The rooms included in the emergency measure would also house first-responders and healthcare workers who require self-isolation.
For weeks, San Francisco has been pushing forward with a mission to identify temporary housing and treatment sites that would prioritize isolation housing for those on the frontlines of the coronavirus pandemic, as well as the estimated 8,000 who are unhoused.
The city's travel and tourism industries have been slammed amid the coronavirus pandemic, so the thousands of empty hotel rooms have become a viable solution.
As the plan stands now, the homeless people in San Francisco who would be moved to the hotel rooms are those who have tested positive for COVID-19 or who have been tested and are waiting for results to return. The most vulnerable within the homeless community, people over the age of 60 with underlying health issues, also qualify to be housed in a hotel room designated for this purpose.

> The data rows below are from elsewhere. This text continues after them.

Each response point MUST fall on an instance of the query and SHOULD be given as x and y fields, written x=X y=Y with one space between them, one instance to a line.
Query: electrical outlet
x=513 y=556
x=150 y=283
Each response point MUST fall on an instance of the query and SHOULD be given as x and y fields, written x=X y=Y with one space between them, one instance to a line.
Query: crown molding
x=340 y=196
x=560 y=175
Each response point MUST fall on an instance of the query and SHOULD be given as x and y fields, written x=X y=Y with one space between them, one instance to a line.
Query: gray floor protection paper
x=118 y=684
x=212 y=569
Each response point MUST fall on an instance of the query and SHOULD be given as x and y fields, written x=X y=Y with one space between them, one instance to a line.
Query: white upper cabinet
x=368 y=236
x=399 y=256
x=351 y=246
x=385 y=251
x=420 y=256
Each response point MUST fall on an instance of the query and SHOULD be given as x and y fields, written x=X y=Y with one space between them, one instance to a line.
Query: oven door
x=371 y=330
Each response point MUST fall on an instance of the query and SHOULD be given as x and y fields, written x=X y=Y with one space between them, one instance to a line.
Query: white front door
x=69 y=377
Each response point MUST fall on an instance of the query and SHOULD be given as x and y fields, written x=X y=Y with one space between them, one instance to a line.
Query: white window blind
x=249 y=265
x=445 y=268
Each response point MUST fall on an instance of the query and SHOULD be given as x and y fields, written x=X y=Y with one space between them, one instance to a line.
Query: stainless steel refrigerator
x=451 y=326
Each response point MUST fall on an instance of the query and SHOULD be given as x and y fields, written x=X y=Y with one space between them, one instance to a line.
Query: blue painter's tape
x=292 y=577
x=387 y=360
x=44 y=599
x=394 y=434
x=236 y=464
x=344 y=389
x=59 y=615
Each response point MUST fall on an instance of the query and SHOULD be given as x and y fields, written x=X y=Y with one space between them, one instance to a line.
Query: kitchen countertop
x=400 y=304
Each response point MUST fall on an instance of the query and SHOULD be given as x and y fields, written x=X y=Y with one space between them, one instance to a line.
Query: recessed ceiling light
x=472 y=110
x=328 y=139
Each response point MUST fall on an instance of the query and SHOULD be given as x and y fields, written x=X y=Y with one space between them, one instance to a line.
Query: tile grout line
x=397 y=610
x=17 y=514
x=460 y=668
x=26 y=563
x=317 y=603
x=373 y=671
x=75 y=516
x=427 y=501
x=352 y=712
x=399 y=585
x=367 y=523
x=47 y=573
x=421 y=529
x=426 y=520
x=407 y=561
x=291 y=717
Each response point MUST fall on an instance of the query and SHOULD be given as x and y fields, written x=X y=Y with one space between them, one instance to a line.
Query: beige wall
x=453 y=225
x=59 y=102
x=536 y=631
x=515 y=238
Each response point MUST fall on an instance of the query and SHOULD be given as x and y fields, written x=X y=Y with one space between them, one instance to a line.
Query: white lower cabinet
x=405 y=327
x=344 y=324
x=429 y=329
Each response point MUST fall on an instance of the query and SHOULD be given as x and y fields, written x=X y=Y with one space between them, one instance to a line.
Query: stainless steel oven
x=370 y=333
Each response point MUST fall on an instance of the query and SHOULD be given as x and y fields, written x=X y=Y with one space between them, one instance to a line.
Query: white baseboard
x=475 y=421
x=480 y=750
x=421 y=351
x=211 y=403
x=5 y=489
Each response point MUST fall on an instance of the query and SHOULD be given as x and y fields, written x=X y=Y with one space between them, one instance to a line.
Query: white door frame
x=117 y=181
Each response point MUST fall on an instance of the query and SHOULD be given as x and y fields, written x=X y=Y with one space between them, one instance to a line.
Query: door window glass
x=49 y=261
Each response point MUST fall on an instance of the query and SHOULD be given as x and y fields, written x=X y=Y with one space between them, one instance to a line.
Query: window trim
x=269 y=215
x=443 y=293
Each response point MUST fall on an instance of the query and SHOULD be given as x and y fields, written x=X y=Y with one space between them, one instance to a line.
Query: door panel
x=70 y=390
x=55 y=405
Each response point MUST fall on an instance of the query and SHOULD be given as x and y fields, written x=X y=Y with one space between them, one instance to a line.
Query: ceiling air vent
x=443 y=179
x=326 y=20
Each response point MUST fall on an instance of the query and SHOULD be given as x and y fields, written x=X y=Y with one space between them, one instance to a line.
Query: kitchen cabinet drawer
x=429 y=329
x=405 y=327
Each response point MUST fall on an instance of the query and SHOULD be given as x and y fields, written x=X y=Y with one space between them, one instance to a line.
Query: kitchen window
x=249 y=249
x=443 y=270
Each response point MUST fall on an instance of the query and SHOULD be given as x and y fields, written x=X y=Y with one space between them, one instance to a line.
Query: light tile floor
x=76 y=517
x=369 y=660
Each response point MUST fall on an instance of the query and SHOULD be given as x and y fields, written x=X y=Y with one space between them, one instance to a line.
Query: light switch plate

The city has toyed with turning its Moscone Center and the Palace of Fine Arts into mega-shelters housing up to 400 and 162 people, respectively. But those plans were scaled back after a backlash was stirred over the camp-like living conditions slated for the facilities. And their purpose was originally to free up room in existing homeless shelters by redistributing people to the makeshift shelters, not to house those coming off of the streets.
But some officials and homeless advocates argue that the thousands of empty hotel rooms in the city should be used to house the entire homeless population in the city as a preventative measure, regardless of the need for self-isolation.
If this emergency ordinance passes, and the city finds the needed cash for the hotel room rentals, San Francisco's entire homeless population would have space to shelter-in-place and an outbreak among the city's most vulnerable residents could be avoided.
There are already at least three confirmed cases among homeless residents staying at shelters in the city.